I wrote this today to my longest love, my first heartbreak. The one who knew me the best, and I him. Who ruins himself with guilt for someone he couldn’t save.

We wrack ourselves so when we open to love. Hang our hearts from a red string hoping when it breaks we fall into one another in a way that doesn’t cut like a bed of straight razors.

And we do it until our souls can’t take it anymore and we have to choose to live, to walk away, to survive, because we are worth it.

But, oh the guilt. From walking away. Choosing our Self, or our child, or our shortened breaths for once for good for something other than the abuse that snuck in like a whisper of campfire in the spring, when I didn’t believe my senses because it couldn’t be true.

The one who we handed our shattered crumbs of a hope to in the dish of our heart and trusted them to hold it safe.

The one who held us in ways that could never bleed us until they said those cruel words, spitting them in my face, until my tears mixed with her saliva and I could see a loathing in her eyes, smell regret in her breath.

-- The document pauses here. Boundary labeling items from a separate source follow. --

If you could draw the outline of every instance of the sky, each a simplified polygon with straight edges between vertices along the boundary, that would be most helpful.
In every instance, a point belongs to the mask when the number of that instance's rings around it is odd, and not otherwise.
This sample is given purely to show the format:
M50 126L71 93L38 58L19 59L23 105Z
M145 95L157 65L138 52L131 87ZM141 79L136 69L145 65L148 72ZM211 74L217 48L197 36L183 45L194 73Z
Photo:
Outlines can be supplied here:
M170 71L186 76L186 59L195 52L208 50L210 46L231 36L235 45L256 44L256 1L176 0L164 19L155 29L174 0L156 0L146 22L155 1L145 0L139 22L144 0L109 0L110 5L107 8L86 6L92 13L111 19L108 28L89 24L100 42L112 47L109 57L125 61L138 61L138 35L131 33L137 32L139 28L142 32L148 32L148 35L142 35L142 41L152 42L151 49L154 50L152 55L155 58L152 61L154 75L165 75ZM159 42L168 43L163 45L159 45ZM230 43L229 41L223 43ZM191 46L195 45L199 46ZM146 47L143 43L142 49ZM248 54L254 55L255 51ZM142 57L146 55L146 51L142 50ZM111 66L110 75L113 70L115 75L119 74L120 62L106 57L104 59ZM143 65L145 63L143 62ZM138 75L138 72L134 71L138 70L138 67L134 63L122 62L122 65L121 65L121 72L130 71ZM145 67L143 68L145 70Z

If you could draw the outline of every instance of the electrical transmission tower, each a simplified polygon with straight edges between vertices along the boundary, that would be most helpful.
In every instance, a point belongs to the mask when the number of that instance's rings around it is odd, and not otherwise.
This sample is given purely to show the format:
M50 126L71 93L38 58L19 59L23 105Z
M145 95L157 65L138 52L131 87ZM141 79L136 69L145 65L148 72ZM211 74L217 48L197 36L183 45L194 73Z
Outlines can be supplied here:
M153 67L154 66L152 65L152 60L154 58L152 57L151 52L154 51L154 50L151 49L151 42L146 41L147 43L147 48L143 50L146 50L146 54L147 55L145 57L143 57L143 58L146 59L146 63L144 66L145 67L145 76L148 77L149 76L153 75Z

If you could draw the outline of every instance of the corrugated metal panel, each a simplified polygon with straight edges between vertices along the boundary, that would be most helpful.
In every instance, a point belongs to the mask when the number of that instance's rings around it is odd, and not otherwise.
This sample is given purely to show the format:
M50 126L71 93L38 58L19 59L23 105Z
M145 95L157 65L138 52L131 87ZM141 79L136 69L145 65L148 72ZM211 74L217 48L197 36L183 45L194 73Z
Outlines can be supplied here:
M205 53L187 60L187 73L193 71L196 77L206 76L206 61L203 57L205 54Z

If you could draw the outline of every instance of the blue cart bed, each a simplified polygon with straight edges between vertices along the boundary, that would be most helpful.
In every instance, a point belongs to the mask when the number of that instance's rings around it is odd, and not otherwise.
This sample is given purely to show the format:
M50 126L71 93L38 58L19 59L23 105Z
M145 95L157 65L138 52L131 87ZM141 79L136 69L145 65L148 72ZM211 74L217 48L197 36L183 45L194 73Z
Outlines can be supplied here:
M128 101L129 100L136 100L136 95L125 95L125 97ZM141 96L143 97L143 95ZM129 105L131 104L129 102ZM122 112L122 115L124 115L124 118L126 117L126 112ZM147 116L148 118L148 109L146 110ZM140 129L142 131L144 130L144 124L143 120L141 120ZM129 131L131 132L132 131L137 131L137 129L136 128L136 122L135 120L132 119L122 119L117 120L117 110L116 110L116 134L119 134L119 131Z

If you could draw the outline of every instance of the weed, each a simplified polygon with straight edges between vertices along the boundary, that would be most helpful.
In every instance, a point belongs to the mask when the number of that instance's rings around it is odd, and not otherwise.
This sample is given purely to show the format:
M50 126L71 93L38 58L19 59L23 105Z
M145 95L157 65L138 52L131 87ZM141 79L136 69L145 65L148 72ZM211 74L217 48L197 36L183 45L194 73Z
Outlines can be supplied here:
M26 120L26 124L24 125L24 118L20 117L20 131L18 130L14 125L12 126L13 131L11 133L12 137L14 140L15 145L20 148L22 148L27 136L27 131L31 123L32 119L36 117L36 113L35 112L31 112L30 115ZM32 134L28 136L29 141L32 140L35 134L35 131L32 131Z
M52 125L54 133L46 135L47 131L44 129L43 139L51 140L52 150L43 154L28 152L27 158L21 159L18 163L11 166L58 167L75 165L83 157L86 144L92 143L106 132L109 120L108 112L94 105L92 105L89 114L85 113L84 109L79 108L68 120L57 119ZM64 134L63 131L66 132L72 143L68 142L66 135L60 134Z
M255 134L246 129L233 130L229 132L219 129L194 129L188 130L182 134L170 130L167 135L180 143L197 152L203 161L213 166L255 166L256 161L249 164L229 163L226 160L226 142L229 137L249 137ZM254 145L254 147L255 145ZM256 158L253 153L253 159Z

And it isn’t fair. How choosing our Self breaks us too. So we are punished a dozen times over each day we open eyes without her. How we miss the peaks and ridges of our roller coaster torment ride because it felt, it FELT so essential as the rings of the earth, the bedrock that always was. And now it’s gone and contentment should be enough but it never is. Because it’s not FEELing like I did with her in our wild places.

So we punish our Self for losing her once to her anger, we couldn’t save her from it though we tried, for years. And we punish our Self for walking away. Every day a ritual of grief, each season one of mourning.